The NMR LipoProfile, which includes LP-IR, is a Labcorp test (code 503560). No equivalent test exists at Quest or through standard hospital lab networks. Your options for ordering:

• Ask your primary care clinician, OB-GYN, or endocrinologist to add it to your next fasting lipid draw
• Use a direct-to-consumer lab ordering service that partners with Labcorp
• Request it through a telehealth platform that includes advanced metabolic testing

Fasting requirements: 9-12 hours, water allowed. Do not draw within 48 hours of a high-fat meal or intense exercise, as both transiently shift particle concentrations.

Cost: typically $50-120 out-of-pocket if not covered by insurance. ICD-10 codes that support medical necessity include E11.65 (type 2 diabetes with hyperglycemia), E28.2 (PCOS), Z82.49 (family history of cardiovascular disease), and E11.9 (type 2 diabetes without complications) when LP-IR is being used for risk monitoring.

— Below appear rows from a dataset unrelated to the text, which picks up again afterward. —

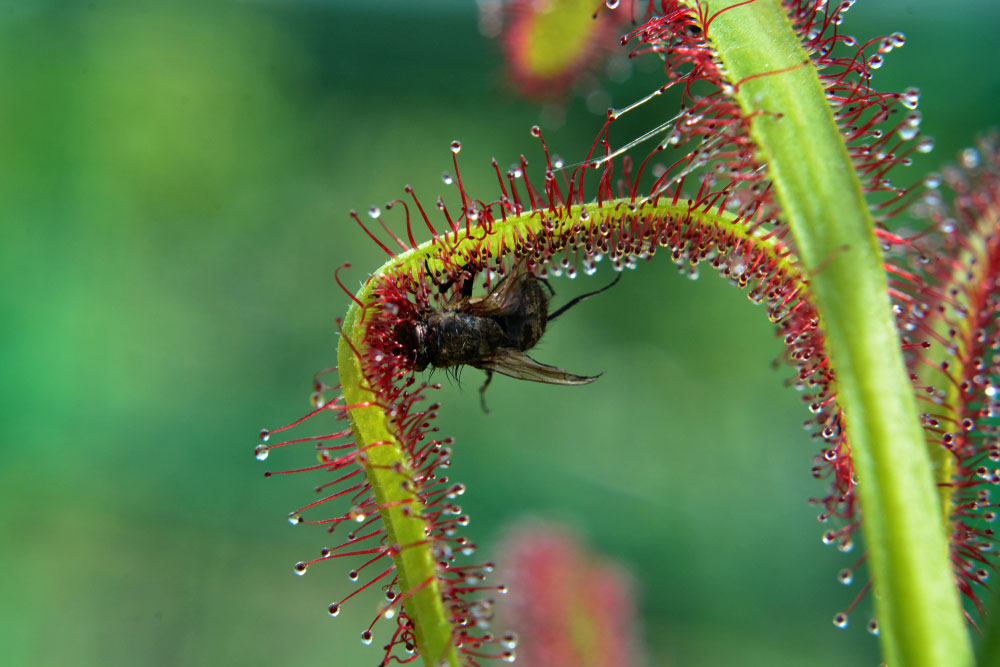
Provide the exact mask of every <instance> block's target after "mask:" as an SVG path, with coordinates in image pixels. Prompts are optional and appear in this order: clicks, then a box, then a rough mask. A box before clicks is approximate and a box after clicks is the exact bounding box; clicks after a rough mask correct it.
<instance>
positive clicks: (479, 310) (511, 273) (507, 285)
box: [461, 258, 544, 382]
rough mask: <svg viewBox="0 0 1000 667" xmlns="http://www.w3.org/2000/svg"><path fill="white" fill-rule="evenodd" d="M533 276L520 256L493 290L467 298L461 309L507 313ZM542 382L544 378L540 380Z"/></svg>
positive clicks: (482, 312)
mask: <svg viewBox="0 0 1000 667" xmlns="http://www.w3.org/2000/svg"><path fill="white" fill-rule="evenodd" d="M534 279H535V278H534V276H532V275H531V273H530V272H529V271H528V260H527V259H526V258H521V259H520V260H519V261H518V262H517V264H515V265H514V267H513V268H512V269H511V271H510V273H509V274H507V275H506V276H504V279H503V280H501V281H500V284H498V285H497V286H496V287H494V288H493V291H492V292H490V293H489V294H487V295H486V296H484V297H482V298H480V299H469V300H468V301H467V302H466V303H465V304H464V305H462V307H461V310H462V311H463V312H466V313H469V314H470V315H478V316H479V317H491V316H496V315H503V314H506V313H509V312H510V311H511V310H512V309H514V308H516V306H517V302H518V299H519V298H521V294H522V293H523V292H524V290H523V286H524V284H525V283H526V282H528V281H531V280H534ZM499 372H500V373H503V371H499ZM541 382H544V380H541Z"/></svg>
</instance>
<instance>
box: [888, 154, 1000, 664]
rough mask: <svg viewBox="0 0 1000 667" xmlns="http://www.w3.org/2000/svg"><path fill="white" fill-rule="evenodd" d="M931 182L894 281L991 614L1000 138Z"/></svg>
mask: <svg viewBox="0 0 1000 667" xmlns="http://www.w3.org/2000/svg"><path fill="white" fill-rule="evenodd" d="M925 183H926V184H927V186H928V187H929V190H928V191H927V192H926V193H925V194H924V196H923V197H922V198H921V200H920V201H919V202H918V204H917V205H915V206H914V212H915V213H919V214H922V215H923V216H925V217H926V218H928V219H929V220H930V226H929V227H928V229H926V230H924V232H923V233H921V234H920V235H916V236H915V237H914V238H912V239H907V238H903V237H899V236H895V235H886V239H885V240H886V241H887V242H888V243H891V244H892V245H891V247H892V250H893V253H892V255H891V256H890V275H891V277H892V282H891V286H892V289H893V295H894V301H895V307H896V310H897V313H898V317H899V321H900V326H901V329H902V330H903V339H904V344H905V348H906V350H907V360H908V362H909V366H910V370H911V372H912V374H913V377H914V382H915V383H916V385H917V389H918V395H919V396H920V397H921V399H922V400H921V405H922V408H921V409H922V411H923V415H922V418H923V423H924V428H925V429H926V430H927V435H928V446H929V447H930V448H931V452H932V455H935V457H936V460H937V462H938V470H939V471H940V477H939V480H940V481H939V483H940V485H941V486H940V489H941V492H942V509H943V513H944V514H945V516H946V519H947V521H948V522H949V525H950V526H951V533H952V540H951V554H952V560H953V563H954V576H955V579H956V581H958V582H959V590H960V591H961V592H962V594H963V595H964V596H965V597H966V598H967V599H968V600H969V601H970V602H971V603H972V606H973V607H975V609H976V612H977V615H978V616H979V618H982V617H983V616H984V614H985V605H984V600H983V597H986V598H988V597H989V595H988V594H987V595H984V589H986V588H987V586H988V581H987V580H988V579H989V577H990V574H991V570H993V569H994V568H995V562H996V555H995V554H996V550H995V548H994V543H995V539H996V538H995V531H994V529H993V528H992V524H993V523H994V522H995V520H996V518H997V504H996V502H994V501H993V499H992V498H991V493H992V491H993V490H994V489H995V487H996V486H997V485H998V484H1000V470H998V469H997V468H996V467H994V466H996V464H997V463H998V462H1000V439H998V438H997V433H998V428H997V421H996V418H997V415H998V414H1000V402H998V400H997V397H998V394H1000V389H998V381H1000V378H998V374H1000V365H998V360H1000V357H998V356H997V355H998V354H1000V333H998V331H997V319H996V317H997V311H998V308H1000V149H998V146H997V136H996V135H993V136H990V137H988V138H986V139H983V140H981V141H980V142H979V145H978V146H977V148H969V149H966V150H964V151H962V153H961V154H960V157H959V165H958V166H950V167H948V168H947V169H945V170H944V172H943V175H942V174H932V175H930V176H928V177H927V178H926V179H925ZM942 183H943V185H944V188H941V189H942V190H944V191H943V192H942V191H940V190H939V189H938V188H939V187H940V186H941V185H942ZM951 199H953V200H954V201H948V200H951ZM989 664H992V663H989Z"/></svg>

If your LP-IR comes back elevated, bring the full NMR LipoProfile report (not just the score) to your appointment so your clinician can see the six subclass values that compose it. The subclass breakdown tells you whether the elevation is primarily driven by VLDL changes (suggesting hepatic lipid overproduction) or HDL changes (suggesting menopause-related or fitness-related lipoprotein remodeling), which guides intervention.